2. Davacı da söz konusu bu rapora; kaçak su kullanmadığı, sayacın eksik tüketim kaydetmediği, sayacın doğru çalıştığı, ispat yükü üzerinde bulunan davalı tarafça bu yönde dosyaya herhangi bir delil sunulamadığı, kaldı ki keşif mahallinde de kaçak su kullandığına dair herhangi bir emareye rastlanılamadığı, raporun tamamen davalının beyanlarına itibar edilerek hazırlandığı, fark tahakkukun da hatalı yapıldığı yönünde itirazda bulunmuş olup; Mahkemece, davacının rapora karşı itirazları karşılanmaksızın eksik inceleme ile hüküm tesis edildiği anlaşılmıştır.

3. Hal böyle olunca; İlk Derece Mahkemesince, yukarıda açıklanan maddi ve hukuki olgular çerçevesinde, ispat yükünün davalı idarede olduğu gözetilerek, öncelikle davacının kaçak su kullanıp kullanmadığının, sayacın eksik tüketim kaydedip kaydetmediğinin açıklığa kavuşturulması hususunda, ilgili kaçak tespit tutanağı ile sayaç muayene raporu celp edilip, önceki bilirkişiler dışında seçilecek konusunda uzman üç kişilik makine mühendisi bilirkişi heyetinden, davaya konu faturaya esas alacak kalemlerinin talep edilip edilemeyeceği, talep edilebilecek ise yapılan tahakkuk işlemine yönelik hesaplamanın hukuka uygun olup olmadığının tespiti noktasında, ilgili yasal mevzuat kapsamında değerlendirmeyi ve hesaplamayı içerir, davacının da rapora karşı itirazlarını karşılar şekilde, Yargıtay ve taraf denetimine elverişli rapor alınmak suretiyle, hasıl olacak sonuca göre bir karar verilmesi gerekirken; eksik inceleme ile yetersiz bilirkişi raporu benimsenerek yazılı şekilde hüküm tesisi doğru görülmemiş, bozmayı gerektirmiştir.

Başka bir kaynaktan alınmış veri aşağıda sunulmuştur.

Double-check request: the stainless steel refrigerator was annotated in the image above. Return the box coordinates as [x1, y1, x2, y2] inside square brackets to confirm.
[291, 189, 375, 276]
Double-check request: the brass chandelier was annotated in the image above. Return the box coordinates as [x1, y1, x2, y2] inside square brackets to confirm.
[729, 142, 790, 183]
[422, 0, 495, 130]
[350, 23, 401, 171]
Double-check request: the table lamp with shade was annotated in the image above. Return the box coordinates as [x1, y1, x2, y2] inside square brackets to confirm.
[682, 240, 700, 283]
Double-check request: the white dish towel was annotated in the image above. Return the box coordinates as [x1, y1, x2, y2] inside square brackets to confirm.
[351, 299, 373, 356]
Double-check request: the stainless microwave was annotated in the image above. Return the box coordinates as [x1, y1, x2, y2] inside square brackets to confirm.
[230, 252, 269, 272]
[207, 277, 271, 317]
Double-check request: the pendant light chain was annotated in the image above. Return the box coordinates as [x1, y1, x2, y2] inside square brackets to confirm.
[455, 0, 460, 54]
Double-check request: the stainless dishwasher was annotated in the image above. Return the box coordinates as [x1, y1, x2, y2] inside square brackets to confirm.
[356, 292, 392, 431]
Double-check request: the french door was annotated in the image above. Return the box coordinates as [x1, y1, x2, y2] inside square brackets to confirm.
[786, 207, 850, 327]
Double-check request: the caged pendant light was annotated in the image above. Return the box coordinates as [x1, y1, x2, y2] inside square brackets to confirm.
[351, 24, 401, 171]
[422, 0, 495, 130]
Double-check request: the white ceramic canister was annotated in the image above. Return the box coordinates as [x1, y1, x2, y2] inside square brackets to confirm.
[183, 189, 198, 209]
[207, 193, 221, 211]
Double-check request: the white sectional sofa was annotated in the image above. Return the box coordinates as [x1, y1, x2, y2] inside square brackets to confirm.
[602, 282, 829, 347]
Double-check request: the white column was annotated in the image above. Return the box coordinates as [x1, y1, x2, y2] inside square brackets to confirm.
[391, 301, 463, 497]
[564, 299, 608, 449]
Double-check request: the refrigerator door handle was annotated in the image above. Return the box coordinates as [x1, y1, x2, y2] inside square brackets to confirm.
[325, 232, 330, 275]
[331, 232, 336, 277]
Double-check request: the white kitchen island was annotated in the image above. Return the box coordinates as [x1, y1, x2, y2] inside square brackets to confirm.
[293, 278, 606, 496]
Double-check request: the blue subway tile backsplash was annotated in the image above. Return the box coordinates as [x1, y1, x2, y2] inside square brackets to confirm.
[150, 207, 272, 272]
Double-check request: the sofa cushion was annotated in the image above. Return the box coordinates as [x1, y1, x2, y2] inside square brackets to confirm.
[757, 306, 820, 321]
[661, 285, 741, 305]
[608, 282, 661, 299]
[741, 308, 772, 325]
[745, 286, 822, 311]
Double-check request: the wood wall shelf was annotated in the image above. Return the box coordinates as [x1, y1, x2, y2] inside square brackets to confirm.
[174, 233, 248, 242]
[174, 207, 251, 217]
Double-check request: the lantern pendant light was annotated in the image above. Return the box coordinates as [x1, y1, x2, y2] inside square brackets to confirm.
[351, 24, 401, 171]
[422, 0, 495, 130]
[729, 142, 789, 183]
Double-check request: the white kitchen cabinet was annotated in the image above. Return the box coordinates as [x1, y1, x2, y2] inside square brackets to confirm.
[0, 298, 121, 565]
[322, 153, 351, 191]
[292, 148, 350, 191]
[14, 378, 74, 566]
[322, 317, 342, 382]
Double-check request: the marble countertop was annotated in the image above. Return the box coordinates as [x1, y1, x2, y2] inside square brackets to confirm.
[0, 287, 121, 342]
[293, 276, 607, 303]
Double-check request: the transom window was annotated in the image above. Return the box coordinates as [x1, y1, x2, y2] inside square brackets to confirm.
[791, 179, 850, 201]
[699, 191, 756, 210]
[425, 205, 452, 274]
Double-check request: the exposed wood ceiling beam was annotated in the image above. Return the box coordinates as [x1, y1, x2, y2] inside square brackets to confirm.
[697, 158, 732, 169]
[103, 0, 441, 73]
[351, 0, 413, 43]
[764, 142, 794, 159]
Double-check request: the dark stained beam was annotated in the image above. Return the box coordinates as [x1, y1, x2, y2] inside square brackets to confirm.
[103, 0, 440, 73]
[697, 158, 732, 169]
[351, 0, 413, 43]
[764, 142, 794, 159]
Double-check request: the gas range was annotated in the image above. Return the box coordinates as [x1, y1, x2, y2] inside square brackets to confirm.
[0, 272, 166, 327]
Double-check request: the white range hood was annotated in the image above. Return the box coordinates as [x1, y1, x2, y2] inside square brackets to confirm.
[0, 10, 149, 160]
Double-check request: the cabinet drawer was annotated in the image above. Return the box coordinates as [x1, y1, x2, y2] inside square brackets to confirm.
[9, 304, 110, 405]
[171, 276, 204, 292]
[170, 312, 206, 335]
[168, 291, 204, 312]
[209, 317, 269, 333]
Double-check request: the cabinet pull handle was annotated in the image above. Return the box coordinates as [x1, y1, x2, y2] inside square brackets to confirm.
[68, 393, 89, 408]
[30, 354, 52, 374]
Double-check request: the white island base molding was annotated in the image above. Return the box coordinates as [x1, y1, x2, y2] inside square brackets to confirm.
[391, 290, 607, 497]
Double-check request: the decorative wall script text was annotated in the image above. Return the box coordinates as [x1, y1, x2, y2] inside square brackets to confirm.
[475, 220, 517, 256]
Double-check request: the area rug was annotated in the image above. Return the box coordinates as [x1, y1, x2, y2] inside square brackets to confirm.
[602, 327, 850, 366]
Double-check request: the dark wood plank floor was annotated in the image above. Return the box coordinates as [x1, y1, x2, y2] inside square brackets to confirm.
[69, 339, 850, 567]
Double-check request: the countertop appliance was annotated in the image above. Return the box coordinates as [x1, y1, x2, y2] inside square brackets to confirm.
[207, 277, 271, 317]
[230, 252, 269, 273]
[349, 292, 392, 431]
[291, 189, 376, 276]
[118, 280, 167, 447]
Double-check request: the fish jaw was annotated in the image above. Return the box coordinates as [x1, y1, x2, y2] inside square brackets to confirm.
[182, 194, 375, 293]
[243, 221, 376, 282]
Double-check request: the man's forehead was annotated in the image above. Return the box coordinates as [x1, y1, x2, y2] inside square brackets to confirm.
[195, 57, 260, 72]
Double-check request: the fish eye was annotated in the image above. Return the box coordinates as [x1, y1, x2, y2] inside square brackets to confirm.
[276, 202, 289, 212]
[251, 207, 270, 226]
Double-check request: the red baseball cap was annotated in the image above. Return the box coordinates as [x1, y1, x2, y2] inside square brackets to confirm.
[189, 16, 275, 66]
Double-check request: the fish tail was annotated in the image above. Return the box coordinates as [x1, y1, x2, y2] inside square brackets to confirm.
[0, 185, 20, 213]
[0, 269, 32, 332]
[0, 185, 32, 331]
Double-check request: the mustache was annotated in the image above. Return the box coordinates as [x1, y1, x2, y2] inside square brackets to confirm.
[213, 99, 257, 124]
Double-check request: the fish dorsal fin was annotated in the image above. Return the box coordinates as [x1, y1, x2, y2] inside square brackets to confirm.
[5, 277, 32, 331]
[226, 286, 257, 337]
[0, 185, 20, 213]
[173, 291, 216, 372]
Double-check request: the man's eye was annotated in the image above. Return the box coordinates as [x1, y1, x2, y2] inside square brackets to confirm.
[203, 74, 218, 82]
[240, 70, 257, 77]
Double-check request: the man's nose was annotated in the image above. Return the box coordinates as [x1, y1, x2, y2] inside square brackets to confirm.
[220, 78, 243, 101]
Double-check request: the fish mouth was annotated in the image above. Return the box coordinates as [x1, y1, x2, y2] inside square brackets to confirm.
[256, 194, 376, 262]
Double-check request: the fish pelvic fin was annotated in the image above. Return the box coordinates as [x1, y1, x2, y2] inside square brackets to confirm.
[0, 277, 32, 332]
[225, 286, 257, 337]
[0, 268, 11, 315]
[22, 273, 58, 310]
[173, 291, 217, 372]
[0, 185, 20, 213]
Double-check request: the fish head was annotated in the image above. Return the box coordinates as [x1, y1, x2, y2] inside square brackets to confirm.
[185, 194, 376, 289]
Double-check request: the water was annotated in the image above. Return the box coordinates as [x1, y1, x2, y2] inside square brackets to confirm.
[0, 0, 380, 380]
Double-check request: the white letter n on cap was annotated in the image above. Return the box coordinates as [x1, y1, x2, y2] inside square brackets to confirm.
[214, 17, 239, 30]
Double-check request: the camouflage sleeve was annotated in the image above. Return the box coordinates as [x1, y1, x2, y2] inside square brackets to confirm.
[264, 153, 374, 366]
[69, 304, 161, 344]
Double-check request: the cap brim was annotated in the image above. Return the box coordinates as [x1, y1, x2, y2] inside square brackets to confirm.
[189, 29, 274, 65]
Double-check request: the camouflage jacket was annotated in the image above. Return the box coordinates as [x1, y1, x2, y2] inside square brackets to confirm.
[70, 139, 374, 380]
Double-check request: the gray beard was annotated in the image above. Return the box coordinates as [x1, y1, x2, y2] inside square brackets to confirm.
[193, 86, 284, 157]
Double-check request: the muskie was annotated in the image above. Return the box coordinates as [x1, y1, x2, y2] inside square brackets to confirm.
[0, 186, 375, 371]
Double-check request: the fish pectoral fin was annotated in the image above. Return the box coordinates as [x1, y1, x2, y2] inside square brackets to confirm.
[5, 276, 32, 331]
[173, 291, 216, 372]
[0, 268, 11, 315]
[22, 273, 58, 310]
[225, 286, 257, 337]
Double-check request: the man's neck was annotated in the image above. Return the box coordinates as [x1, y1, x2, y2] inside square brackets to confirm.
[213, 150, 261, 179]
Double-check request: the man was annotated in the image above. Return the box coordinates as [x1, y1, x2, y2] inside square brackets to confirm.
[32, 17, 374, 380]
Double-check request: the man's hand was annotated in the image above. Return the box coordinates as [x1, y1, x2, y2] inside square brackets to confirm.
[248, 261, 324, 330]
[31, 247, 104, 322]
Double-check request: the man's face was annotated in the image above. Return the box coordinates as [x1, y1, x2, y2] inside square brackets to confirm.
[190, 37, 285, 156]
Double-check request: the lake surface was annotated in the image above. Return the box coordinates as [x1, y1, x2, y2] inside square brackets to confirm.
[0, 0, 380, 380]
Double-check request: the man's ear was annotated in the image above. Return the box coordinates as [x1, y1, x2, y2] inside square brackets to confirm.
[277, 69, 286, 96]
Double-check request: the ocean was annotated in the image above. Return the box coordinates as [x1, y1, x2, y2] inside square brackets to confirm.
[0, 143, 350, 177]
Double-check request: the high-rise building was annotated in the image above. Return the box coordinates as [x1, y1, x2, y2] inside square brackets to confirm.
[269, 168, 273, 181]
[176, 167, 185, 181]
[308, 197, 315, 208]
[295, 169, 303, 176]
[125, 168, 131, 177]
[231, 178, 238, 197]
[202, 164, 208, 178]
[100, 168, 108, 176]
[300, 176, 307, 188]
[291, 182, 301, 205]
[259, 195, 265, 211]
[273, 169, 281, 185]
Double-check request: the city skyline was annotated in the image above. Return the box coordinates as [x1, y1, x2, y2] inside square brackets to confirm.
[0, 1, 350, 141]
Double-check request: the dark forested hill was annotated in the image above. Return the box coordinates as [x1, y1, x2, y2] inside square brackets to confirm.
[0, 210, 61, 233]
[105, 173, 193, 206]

4. İlk Derece Mahkemesi kararının, yukarıda açıklanan nedenlerle bozulmasına karar verilmiş olduğundan, 6100 sayılı Kanun’un 373 üncü maddesinin birinci fıkrası uyarınca, işbu karara karşı yapılan istinaf başvurusunun esastan reddine ilişkin Bölge Adliye Mahkemesi kararının da kaldırılmasına karar verilmiştir.

5. Bozma nedenine göre, davalı vekilinin temyiz itirazlarının incelenmesine bu aşamada gerek görülmemiştir.

VI. KARAR

Açıklanan sebeplerle;

1. 6100 sayılı Kanun’un 373 üncü maddesinin birinci fıkrası uyarınca temyiz olunan Bölge Adliye Mahkemesi kararının KALDIRILMASINA, aynı Kanun’un 371 inci maddesi uyarınca İlk Derece Mahkemesi kararının davacı yararına BOZULMASINA,

2. Bozma nedenine göre davalı vekilinin temyiz itirazlarının incelenmesine şimdilik yer olmadığına,

Peşin alınan temyiz harcının istek halinde temyiz edenlere iadesine,

Dosyanın İlk Derece Mahkemesine, kararın bir örneğinin de Bölge Adliye Mahkemesine gönderilmesine,

06.06.2023 tarihinde oy birliğiyle karar verildi.